Now that we’re firmly into 2020 – I finally decided it was about time to get this posted. I actually wrote most of this shortly after passing the exam, but it just sat unedited and collecting dust since them.
In about a month, most of the exams will be changing over to the new blueprints so I’m not sure how relevant any of this will be – but it’s still worth throwing out there, right?
Why CCIE? Why now?
The two years I spent working on the CCIE dragged on for what seems like forever. Back in late 2017, I had hit a point where I felt like I wasn’t being challenged enough technically – and I missed the old days of excitement when I was studying/labbing for certifications exams. I had always wanted to go after the CCIE for a number of reasons, but it never made sense before. I had decided that maybe it was finally time to give it a shot.
To step back for just a moment – I originally began my career in networking by taking advantage of the Cisco Networking Academy program, which had been offered at my high school. It’s hard to believe I started that over 14 years ago – but it was likely the single most influential thing in getting me where I’m at in my career today. After two years of classes, I walked out in late 2007 with my CCNA and eager to begin working in networking.
Over the next few years – I worked on a number of additional certifications. I always had fun going after certifications because they gave me a path to follow and a goal to achieve. They helped to make the process of learning a bit more fun. On the Cisco side of things, I worked on the CCDA, CCNA Voice (now retired), and my CCNA Security. Finally in 2011 I finished up my CCNP and had to figure out what was next. I was super interested in the CCIE – but there was no way my company would pay for it. For the time I shelved the idea – but I didn’t give up on it as a goal. Instead, I just continued to maintain & recertify my existing certs, and picked up the CCDP along the way.

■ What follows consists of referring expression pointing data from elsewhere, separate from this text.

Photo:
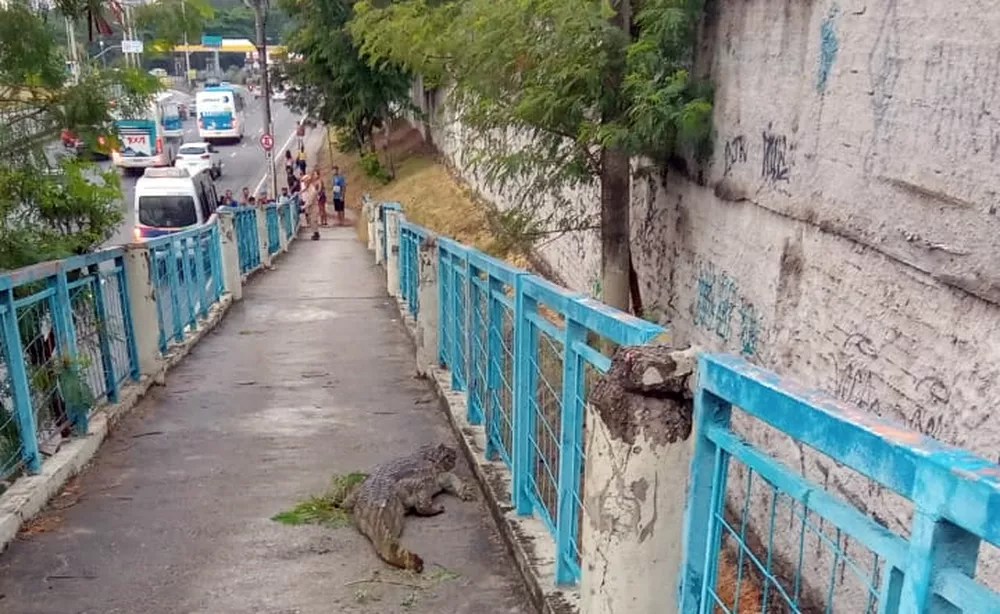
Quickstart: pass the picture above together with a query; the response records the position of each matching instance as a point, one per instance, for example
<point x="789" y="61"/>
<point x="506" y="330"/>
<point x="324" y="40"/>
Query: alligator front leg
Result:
<point x="423" y="505"/>
<point x="454" y="485"/>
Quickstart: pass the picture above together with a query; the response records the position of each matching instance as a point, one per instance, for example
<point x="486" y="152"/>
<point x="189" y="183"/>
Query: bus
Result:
<point x="220" y="113"/>
<point x="142" y="141"/>
<point x="170" y="115"/>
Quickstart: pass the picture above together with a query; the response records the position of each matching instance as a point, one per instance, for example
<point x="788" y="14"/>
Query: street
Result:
<point x="243" y="163"/>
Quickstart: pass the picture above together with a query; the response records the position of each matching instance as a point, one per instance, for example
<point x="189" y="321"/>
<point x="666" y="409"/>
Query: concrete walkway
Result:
<point x="310" y="375"/>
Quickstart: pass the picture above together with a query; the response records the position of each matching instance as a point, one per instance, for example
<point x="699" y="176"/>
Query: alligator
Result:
<point x="380" y="503"/>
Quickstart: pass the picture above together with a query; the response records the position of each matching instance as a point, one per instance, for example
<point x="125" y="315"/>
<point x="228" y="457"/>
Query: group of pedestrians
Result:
<point x="314" y="199"/>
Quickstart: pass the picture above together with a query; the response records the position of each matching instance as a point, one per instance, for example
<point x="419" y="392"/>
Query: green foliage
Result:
<point x="372" y="167"/>
<point x="50" y="208"/>
<point x="333" y="83"/>
<point x="239" y="22"/>
<point x="538" y="82"/>
<point x="168" y="21"/>
<point x="325" y="509"/>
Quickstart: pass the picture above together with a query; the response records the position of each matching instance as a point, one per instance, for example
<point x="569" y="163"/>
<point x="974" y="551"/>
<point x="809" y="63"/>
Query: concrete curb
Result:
<point x="526" y="537"/>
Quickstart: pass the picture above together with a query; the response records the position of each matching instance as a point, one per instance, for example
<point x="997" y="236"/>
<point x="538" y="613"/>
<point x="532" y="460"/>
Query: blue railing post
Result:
<point x="525" y="387"/>
<point x="494" y="359"/>
<point x="444" y="295"/>
<point x="103" y="339"/>
<point x="20" y="389"/>
<point x="935" y="545"/>
<point x="459" y="331"/>
<point x="199" y="267"/>
<point x="173" y="288"/>
<point x="128" y="323"/>
<point x="218" y="276"/>
<point x="474" y="348"/>
<point x="706" y="497"/>
<point x="61" y="308"/>
<point x="188" y="254"/>
<point x="570" y="453"/>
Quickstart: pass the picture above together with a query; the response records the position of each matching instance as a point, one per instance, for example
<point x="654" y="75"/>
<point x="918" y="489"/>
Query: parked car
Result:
<point x="196" y="157"/>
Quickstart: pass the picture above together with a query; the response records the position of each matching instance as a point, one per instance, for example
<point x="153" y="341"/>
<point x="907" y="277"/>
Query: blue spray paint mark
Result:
<point x="829" y="46"/>
<point x="717" y="301"/>
<point x="749" y="329"/>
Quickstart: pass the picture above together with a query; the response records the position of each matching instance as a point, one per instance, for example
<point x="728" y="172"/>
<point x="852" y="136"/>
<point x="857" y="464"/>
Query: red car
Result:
<point x="71" y="141"/>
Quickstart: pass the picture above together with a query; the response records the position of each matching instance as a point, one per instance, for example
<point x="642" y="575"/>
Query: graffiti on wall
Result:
<point x="774" y="155"/>
<point x="860" y="369"/>
<point x="719" y="306"/>
<point x="829" y="45"/>
<point x="775" y="159"/>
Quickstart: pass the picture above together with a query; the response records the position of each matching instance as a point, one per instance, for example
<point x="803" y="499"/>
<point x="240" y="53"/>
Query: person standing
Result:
<point x="310" y="198"/>
<point x="300" y="160"/>
<point x="323" y="219"/>
<point x="339" y="194"/>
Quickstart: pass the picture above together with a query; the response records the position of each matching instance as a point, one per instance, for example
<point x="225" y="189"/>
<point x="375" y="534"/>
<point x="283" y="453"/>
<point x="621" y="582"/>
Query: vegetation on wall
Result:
<point x="560" y="93"/>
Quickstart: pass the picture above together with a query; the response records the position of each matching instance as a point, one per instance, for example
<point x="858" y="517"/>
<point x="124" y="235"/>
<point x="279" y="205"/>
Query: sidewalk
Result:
<point x="310" y="375"/>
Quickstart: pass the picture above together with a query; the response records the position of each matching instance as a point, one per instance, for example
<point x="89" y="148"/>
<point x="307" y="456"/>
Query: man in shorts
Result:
<point x="339" y="194"/>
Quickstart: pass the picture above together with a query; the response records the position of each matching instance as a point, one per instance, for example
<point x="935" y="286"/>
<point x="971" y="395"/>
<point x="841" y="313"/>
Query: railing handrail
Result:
<point x="188" y="233"/>
<point x="956" y="483"/>
<point x="49" y="268"/>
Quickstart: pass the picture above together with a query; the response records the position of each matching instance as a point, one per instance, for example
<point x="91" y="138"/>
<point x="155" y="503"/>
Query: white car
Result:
<point x="196" y="157"/>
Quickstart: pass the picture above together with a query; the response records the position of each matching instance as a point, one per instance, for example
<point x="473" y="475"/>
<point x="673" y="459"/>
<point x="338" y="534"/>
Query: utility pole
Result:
<point x="260" y="8"/>
<point x="187" y="49"/>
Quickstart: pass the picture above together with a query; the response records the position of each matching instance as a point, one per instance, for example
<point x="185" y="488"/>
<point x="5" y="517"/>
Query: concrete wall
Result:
<point x="846" y="230"/>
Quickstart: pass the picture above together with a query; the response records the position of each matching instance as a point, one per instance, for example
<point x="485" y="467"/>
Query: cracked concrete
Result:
<point x="310" y="375"/>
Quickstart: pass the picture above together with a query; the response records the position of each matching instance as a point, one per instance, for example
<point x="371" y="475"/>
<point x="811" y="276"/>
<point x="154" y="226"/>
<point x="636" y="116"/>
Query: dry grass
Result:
<point x="430" y="195"/>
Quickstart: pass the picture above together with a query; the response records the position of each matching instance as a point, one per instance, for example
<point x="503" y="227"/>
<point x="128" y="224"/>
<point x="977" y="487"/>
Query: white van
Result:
<point x="170" y="199"/>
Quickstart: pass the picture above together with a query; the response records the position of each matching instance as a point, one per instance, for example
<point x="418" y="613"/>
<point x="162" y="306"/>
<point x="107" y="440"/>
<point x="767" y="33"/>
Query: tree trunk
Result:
<point x="616" y="177"/>
<point x="615" y="253"/>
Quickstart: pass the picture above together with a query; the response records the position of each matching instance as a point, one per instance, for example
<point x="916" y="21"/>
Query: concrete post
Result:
<point x="142" y="305"/>
<point x="261" y="215"/>
<point x="392" y="247"/>
<point x="368" y="212"/>
<point x="379" y="231"/>
<point x="638" y="449"/>
<point x="230" y="254"/>
<point x="427" y="317"/>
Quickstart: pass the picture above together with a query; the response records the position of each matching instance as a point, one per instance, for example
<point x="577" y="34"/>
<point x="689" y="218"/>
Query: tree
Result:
<point x="332" y="82"/>
<point x="561" y="93"/>
<point x="169" y="22"/>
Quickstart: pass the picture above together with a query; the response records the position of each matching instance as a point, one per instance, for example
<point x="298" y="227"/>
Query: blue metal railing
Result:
<point x="803" y="562"/>
<point x="273" y="229"/>
<point x="186" y="274"/>
<point x="285" y="219"/>
<point x="410" y="237"/>
<point x="67" y="344"/>
<point x="520" y="348"/>
<point x="247" y="238"/>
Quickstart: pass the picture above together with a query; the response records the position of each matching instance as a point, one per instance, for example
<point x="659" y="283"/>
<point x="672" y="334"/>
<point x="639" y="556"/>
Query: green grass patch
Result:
<point x="324" y="509"/>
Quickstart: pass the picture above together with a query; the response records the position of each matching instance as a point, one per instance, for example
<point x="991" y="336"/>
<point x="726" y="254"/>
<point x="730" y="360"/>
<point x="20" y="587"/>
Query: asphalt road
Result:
<point x="243" y="163"/>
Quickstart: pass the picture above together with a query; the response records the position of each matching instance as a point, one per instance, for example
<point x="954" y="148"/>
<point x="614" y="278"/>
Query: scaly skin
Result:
<point x="380" y="503"/>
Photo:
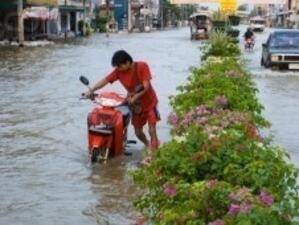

Fast forward to late 2017. I had officially passed my 10 year anniversary on my CCNA. I was also feeling like I was hitting a wall in my technical abilities. I wanted to do something different and fun – and my first thought went back to pursuing a new certification because of how much I used to enjoy the process. I debated between a handful of certs, including CISSP, CCNP Security, CCDE, and CCIE R&S. After giving it some thought and talking to a few people, I decided it was finally time to tackle the CCIE and work toward one of my long-standing goals. That six year gap between CCNP and starting on the CCIE would come back to cause me a lot of problems, but also help me in a few ways I hadn’t expected – both of which I’ll talk about later.
Time to Study
On October 4th, 2017 – I ordered by first set of books and began studying for the CCIE Routing & Switching written exam.
To be absolutely honest, I had no plan going into this. Historically when I took certification exams my process was usually watching a set of training videos (usually CBT Nuggets), reading through the official cert guides a few times, picking up maybe another book or two, taking a bunch of notes, then a lot of labbing. It was never enough for me to just watch/read about the stuff – I needed to get hands on and break it to really learn. Usually by the time I had finished all of that, I would be feeling confident enough to go give the test a shot. I went into the CCIE written assuming this strategy would still probably work – and I was absolutely wrong.
When I began working through the books and videos I had – I found that I wasn’t getting as excited about it as I had hoped. In fact, it just felt like so much of the content was just review of things I had learned years ago during CCNP studies. That long gap since my CCNP also left me reluctant to want to memorize all of the little details again. How many things had I studied for the CCNP that I never used in my actual job? I certainly didn’t want to waste the time trying to re-learn/re-memorize those things now….. But I knew I would need to if I wanted to pass the exam. This kinda killed my motivation in some ways – because I would end up having to force myself to try and retain information that I didn’t want to.
Studying for the written was hard for me – and probably more than it should have been. Between the mixed motivation, I was also working through a lot of stress and nonsense in both my personal and work life. I would eventually work through these issues – but sometimes it would mean having to take a few weeks off from studying. Every time I took a break, I knew I needed to – yet it was still very demoralizing .
I got some help toward my goal in June 2018: I had the opportunity to take a job working at Cisco as a Systems Engineer. In terms of working toward the CCIE, this was an absolute key step in getting there. I was finally working for a company that was willing to encourage and help me toward my goal. I was also surrounded by a ton of engineers and enthusiastic networking professionals who were there to support me. I got to spend time with other people who were working on certifications, and even network engineers at my customers who always wanted to ask how my studies were going. This helped a lot to get me back into being excited about the content – and brought a bit of motivation back.
Even though I was spending a lot of time studying for the written exam – I never really felt like I was making true progress. I believe this was likely caused by the fact that the exam blueprint is so large and diverse. I never settled on a good method to reliably track how far I had progressed on all of the content. While I felt like I had learned a lot, I also perpetually felt like I was nowhere close to where I needed to be. I also have an old habit of waiting to schedule the exam until after I already already feel confident I have a good shot at passing. With the CCIE written, I felt like that level of confidence was never going to happen.